Two agents cloned from a single base model

Agent0 begins with a single base policy, for example Qwen3 4B Base or Qwen3 8B Base, and clones it into two distinct agents: a Curriculum Agent that invents tasks and an Executor Agent that attempts to solve them using a sandboxed Python tool. Training alternates between evolving the curriculum and improving the executor, creating a closed feedback loop where each agent pushes the other to higher capability.

Curriculum evolution and task scoring

During the curriculum stage, the Curriculum Agent generates a batch of tasks. For every task the Executor samples multiple responses, and a composite reward scores each task using three signals: uncertainty, tool usage, and repetition avoidance.

  • Uncertainty reward encourages tasks where the executor's self consistency is near 0.5, i.e., tasks that are challenging but not impossible for the current solver. Self consistency p̂(x) is computed by majority voting across k sampled responses.
  • Tool use reward favors tasks that trigger the Python interpreter. The trajectory's number of tool calls contributes to reward up to a cap (C=4 in experiments), steering the curriculum toward tool-dependent problems.
  • Repetition penalty discourages duplicate tasks within a batch by clustering with a BLEU-based distance and penalizing large clusters.

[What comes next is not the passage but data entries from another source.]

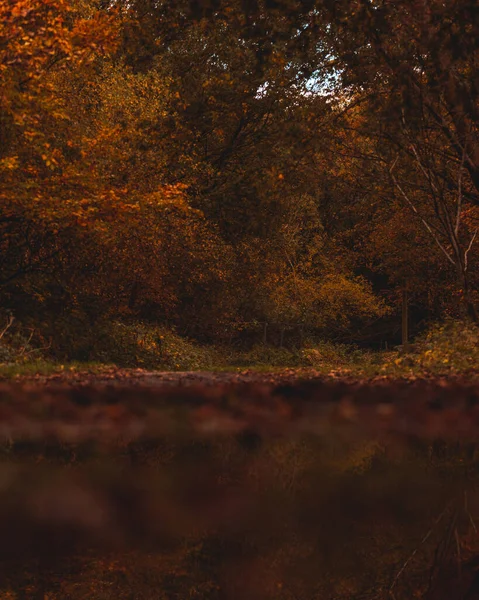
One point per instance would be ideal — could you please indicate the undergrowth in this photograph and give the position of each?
(449, 348)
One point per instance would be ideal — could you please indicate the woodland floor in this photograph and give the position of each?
(236, 486)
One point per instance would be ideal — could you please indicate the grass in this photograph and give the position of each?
(449, 348)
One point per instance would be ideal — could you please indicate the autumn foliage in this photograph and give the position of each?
(228, 167)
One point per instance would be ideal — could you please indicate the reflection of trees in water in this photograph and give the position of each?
(285, 519)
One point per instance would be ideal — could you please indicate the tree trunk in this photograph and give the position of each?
(405, 320)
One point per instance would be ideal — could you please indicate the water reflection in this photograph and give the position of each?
(240, 517)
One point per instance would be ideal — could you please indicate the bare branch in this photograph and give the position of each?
(459, 195)
(423, 220)
(10, 321)
(468, 249)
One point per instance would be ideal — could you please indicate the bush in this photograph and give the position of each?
(151, 347)
(449, 347)
(324, 354)
(267, 356)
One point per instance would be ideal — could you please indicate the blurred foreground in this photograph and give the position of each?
(266, 489)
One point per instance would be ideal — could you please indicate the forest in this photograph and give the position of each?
(179, 176)
(239, 299)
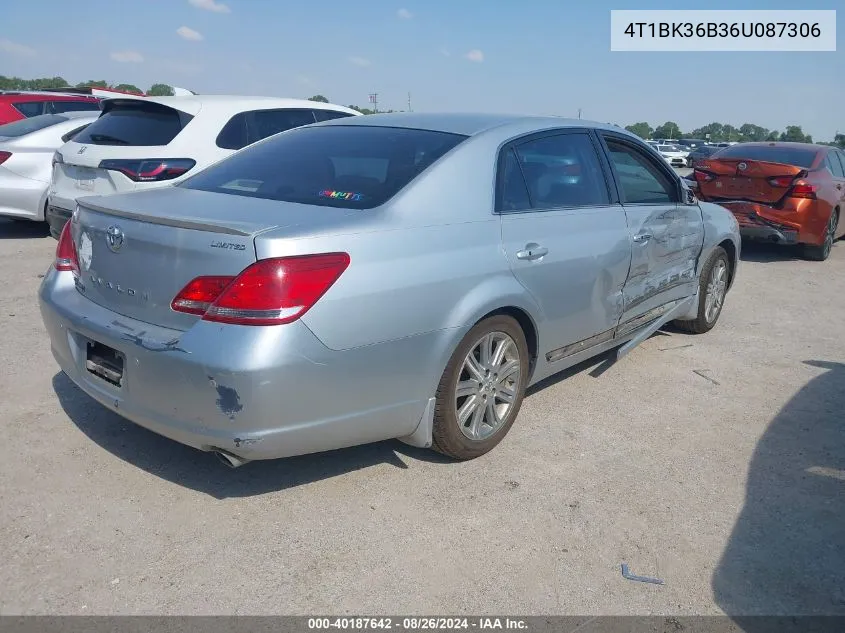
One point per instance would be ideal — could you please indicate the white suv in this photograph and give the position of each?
(142, 142)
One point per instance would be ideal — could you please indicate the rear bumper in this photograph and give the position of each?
(257, 393)
(762, 222)
(21, 197)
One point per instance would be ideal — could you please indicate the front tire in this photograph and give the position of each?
(481, 390)
(713, 285)
(822, 252)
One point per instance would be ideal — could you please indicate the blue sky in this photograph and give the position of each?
(535, 56)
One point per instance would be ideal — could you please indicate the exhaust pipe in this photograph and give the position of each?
(232, 461)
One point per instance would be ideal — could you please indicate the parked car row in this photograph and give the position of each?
(132, 143)
(262, 278)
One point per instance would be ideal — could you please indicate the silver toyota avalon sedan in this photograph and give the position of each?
(389, 276)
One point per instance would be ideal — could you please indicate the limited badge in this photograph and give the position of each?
(86, 251)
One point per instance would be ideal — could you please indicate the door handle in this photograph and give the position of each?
(532, 251)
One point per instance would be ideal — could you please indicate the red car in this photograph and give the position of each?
(15, 106)
(789, 193)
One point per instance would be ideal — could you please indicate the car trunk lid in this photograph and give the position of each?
(137, 251)
(745, 180)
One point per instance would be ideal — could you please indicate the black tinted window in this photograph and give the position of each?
(797, 156)
(137, 124)
(831, 162)
(642, 181)
(358, 167)
(562, 171)
(73, 106)
(264, 123)
(513, 192)
(27, 126)
(327, 115)
(234, 133)
(29, 108)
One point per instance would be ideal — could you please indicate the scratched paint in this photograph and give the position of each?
(228, 400)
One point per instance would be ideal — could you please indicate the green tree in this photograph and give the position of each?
(128, 88)
(715, 130)
(641, 129)
(100, 83)
(669, 129)
(751, 132)
(160, 90)
(795, 134)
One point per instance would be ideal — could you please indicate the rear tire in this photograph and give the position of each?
(713, 288)
(821, 252)
(481, 390)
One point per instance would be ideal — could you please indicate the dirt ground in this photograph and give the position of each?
(714, 462)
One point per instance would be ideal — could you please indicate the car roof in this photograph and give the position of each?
(228, 104)
(43, 96)
(814, 146)
(468, 123)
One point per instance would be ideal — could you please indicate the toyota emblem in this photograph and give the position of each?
(114, 238)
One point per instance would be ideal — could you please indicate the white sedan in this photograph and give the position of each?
(673, 155)
(26, 152)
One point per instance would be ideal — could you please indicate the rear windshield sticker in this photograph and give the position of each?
(341, 195)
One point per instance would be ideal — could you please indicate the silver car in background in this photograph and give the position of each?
(26, 153)
(390, 276)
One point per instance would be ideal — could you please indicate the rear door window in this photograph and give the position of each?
(135, 123)
(29, 108)
(833, 165)
(640, 178)
(234, 134)
(562, 171)
(356, 166)
(264, 123)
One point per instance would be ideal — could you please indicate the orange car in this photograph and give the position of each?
(790, 193)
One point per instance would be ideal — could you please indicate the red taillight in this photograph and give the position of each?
(803, 190)
(150, 169)
(66, 259)
(269, 292)
(703, 176)
(199, 294)
(781, 181)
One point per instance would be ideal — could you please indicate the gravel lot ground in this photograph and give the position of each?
(714, 462)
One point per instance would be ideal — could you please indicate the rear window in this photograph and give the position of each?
(73, 106)
(29, 108)
(797, 156)
(136, 124)
(27, 126)
(356, 167)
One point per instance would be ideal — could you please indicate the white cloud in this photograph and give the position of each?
(188, 33)
(210, 5)
(13, 48)
(475, 55)
(127, 57)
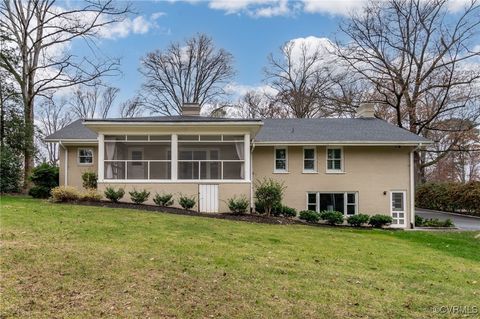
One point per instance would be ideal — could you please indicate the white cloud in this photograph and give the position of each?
(334, 7)
(345, 7)
(254, 8)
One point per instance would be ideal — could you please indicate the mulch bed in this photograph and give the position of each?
(253, 218)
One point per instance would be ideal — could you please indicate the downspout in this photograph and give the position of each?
(251, 177)
(412, 187)
(66, 163)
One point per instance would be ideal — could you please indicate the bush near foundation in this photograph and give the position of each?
(378, 221)
(358, 220)
(238, 205)
(65, 194)
(114, 195)
(187, 202)
(139, 197)
(45, 177)
(89, 180)
(309, 216)
(163, 199)
(450, 197)
(332, 217)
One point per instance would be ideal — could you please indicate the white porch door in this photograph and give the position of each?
(208, 198)
(398, 208)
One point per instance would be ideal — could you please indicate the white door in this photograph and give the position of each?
(398, 208)
(208, 200)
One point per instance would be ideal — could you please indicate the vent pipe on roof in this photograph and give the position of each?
(366, 110)
(191, 109)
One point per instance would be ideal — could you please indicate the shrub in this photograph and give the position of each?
(358, 220)
(433, 222)
(260, 209)
(309, 216)
(238, 205)
(89, 180)
(45, 177)
(10, 171)
(378, 221)
(187, 202)
(163, 200)
(91, 195)
(139, 197)
(268, 194)
(65, 194)
(288, 211)
(332, 217)
(114, 195)
(455, 197)
(39, 192)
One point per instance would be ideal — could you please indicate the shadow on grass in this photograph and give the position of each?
(455, 243)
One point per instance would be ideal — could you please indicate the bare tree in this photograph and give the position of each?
(191, 72)
(39, 30)
(301, 75)
(416, 58)
(93, 101)
(131, 108)
(53, 116)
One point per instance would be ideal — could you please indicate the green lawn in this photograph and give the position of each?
(75, 261)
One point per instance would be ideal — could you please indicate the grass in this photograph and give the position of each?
(76, 261)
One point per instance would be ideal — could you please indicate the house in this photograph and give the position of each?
(349, 165)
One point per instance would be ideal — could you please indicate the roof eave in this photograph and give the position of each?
(344, 143)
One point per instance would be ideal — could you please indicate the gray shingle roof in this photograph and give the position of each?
(278, 130)
(334, 129)
(174, 118)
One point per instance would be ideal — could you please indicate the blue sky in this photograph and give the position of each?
(249, 29)
(248, 37)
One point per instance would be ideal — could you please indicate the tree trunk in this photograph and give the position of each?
(28, 152)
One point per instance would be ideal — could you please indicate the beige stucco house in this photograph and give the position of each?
(360, 165)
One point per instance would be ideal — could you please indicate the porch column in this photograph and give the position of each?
(174, 157)
(101, 154)
(246, 153)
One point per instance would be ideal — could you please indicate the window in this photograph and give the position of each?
(398, 208)
(334, 160)
(281, 161)
(344, 202)
(312, 201)
(85, 156)
(309, 160)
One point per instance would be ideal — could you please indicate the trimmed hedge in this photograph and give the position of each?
(449, 197)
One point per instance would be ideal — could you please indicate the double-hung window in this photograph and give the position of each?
(85, 156)
(334, 160)
(309, 160)
(281, 160)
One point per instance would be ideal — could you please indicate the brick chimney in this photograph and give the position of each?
(366, 110)
(191, 109)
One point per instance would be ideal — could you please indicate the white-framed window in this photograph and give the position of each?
(85, 156)
(334, 160)
(343, 202)
(281, 160)
(309, 160)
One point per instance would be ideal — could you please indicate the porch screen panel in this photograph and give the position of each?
(137, 157)
(201, 158)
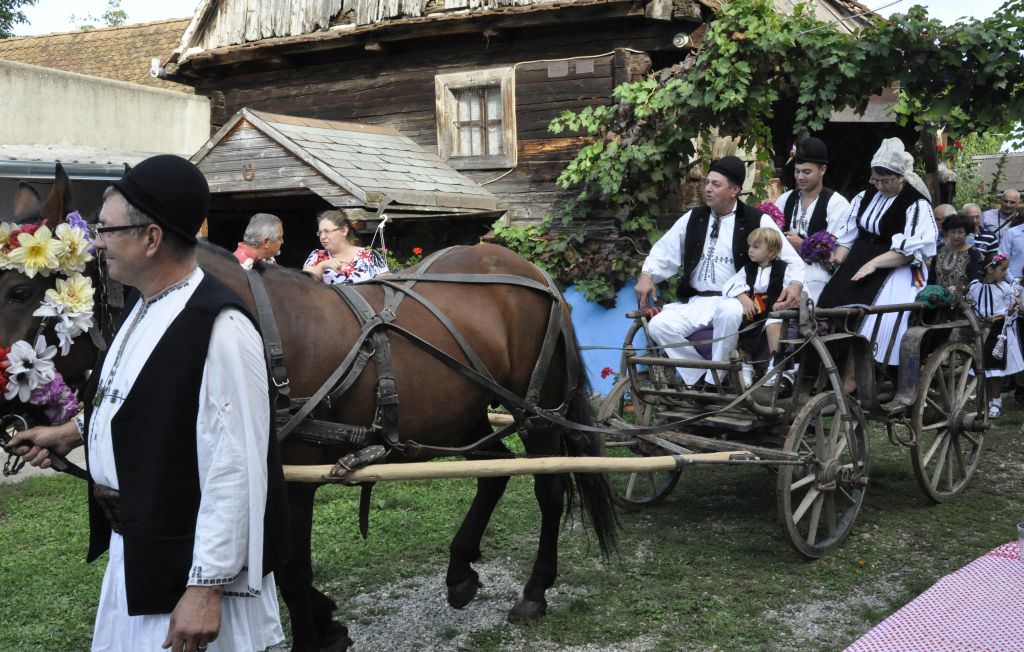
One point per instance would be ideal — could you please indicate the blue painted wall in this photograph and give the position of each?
(600, 327)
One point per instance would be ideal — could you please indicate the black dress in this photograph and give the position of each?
(876, 227)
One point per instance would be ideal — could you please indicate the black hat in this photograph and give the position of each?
(731, 167)
(812, 149)
(171, 190)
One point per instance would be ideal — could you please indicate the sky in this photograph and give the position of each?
(54, 15)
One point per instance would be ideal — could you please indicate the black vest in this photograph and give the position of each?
(775, 279)
(748, 218)
(155, 449)
(894, 219)
(819, 218)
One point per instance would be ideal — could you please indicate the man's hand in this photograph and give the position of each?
(196, 619)
(788, 298)
(749, 308)
(839, 255)
(33, 444)
(646, 293)
(865, 270)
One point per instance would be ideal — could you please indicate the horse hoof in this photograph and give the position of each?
(526, 610)
(462, 594)
(339, 645)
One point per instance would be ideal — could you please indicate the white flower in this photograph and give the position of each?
(74, 252)
(30, 367)
(70, 327)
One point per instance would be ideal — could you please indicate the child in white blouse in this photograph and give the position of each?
(759, 284)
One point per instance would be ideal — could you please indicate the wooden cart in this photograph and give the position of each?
(814, 434)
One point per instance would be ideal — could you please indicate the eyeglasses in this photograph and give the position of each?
(96, 230)
(884, 182)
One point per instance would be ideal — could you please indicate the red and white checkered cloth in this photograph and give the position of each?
(979, 608)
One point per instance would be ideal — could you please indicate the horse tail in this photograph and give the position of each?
(593, 489)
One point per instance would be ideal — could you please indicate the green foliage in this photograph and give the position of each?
(971, 187)
(596, 266)
(11, 14)
(113, 16)
(763, 78)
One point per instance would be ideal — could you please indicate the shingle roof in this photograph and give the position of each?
(371, 162)
(122, 52)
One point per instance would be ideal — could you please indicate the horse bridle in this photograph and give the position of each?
(12, 423)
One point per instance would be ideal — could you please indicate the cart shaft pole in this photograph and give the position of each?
(495, 468)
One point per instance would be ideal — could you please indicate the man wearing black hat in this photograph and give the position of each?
(185, 485)
(812, 208)
(706, 247)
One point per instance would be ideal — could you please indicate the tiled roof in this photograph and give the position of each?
(122, 52)
(371, 162)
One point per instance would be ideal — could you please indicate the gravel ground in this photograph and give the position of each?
(413, 615)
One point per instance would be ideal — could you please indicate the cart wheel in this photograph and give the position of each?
(945, 454)
(819, 500)
(633, 490)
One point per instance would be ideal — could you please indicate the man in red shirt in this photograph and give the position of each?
(262, 240)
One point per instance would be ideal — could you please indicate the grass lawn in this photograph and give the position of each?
(710, 569)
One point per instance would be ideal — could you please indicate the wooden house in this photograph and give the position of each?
(475, 81)
(296, 167)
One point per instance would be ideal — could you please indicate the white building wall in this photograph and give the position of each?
(41, 105)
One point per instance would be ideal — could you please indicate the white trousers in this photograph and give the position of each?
(677, 321)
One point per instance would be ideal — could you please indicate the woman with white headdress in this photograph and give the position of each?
(891, 236)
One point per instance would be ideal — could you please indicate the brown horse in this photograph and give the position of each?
(505, 326)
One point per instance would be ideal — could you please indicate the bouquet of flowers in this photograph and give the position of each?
(773, 211)
(818, 248)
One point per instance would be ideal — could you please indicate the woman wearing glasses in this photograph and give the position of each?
(895, 234)
(341, 260)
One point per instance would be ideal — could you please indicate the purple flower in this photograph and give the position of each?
(56, 399)
(818, 248)
(76, 220)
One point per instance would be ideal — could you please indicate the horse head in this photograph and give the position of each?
(46, 287)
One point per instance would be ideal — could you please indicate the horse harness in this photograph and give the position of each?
(294, 415)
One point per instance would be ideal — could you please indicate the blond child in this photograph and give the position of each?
(759, 284)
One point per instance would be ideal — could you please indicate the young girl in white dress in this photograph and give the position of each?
(995, 297)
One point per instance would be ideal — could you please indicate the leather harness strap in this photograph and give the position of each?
(373, 343)
(271, 337)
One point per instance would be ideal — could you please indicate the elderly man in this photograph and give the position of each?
(942, 211)
(706, 247)
(185, 489)
(998, 219)
(262, 240)
(981, 238)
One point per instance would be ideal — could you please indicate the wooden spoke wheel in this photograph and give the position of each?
(641, 489)
(818, 501)
(945, 452)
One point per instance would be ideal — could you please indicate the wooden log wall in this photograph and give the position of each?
(395, 87)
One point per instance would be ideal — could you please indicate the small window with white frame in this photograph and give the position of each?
(476, 119)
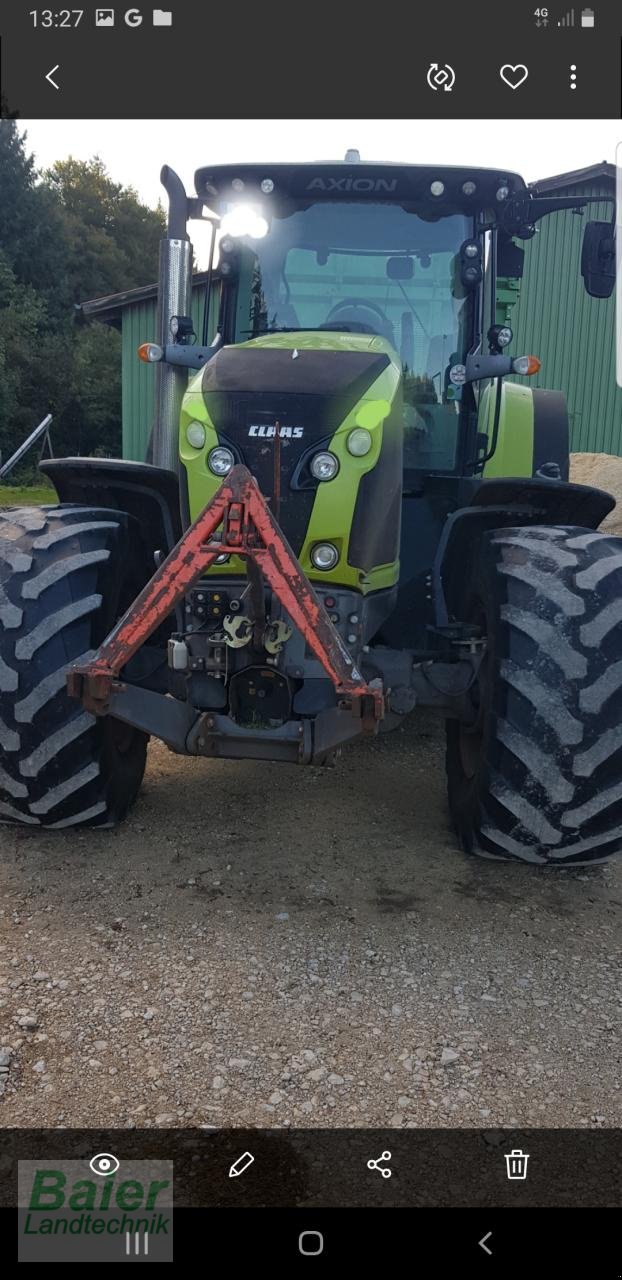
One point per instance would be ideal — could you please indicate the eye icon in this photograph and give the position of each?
(104, 1164)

A format check gates the composite reward, and the Curriculum Agent is updated with Group Relative Policy Optimization (GRPO) using this composite value.

Executor evolution with noisy self labels

Once the Curriculum Agent is trained and frozen, it generates a large pool of candidate tasks. Agent0 filters this pool to keep tasks near the Executor's capability frontier, defined by self consistency p̂(x) falling within an informative band (for example 0.3–0.8). This produces a frontier dataset of problems that are neither trivial nor impossible.

For frontier tasks the Executor performs multi-turn tool-integrated rollouts that can interleave natural language reasoning, python code blocks, and output feedback from the sandboxed interpreter. Generation pauses on tool calls, executes code via a VeRL Tool-backed interpreter, and resumes conditioned on the results. Final answers are emitted inside boxed tags and majority voting across sampled trajectories defines pseudo labels and terminal rewards.

Training the Executor uses a modified RL objective called Ambiguity Dynamic Policy Optimization (ADPO). ADPO adapts GRPO to noisy labels by scaling the normalized advantage with self consistency and by setting a dynamic upper clipping bound for importance sampling that depends on p̂. These modifications down-weight highly ambiguous examples and relax clipping adaptively to aid exploration on uncertain tasks.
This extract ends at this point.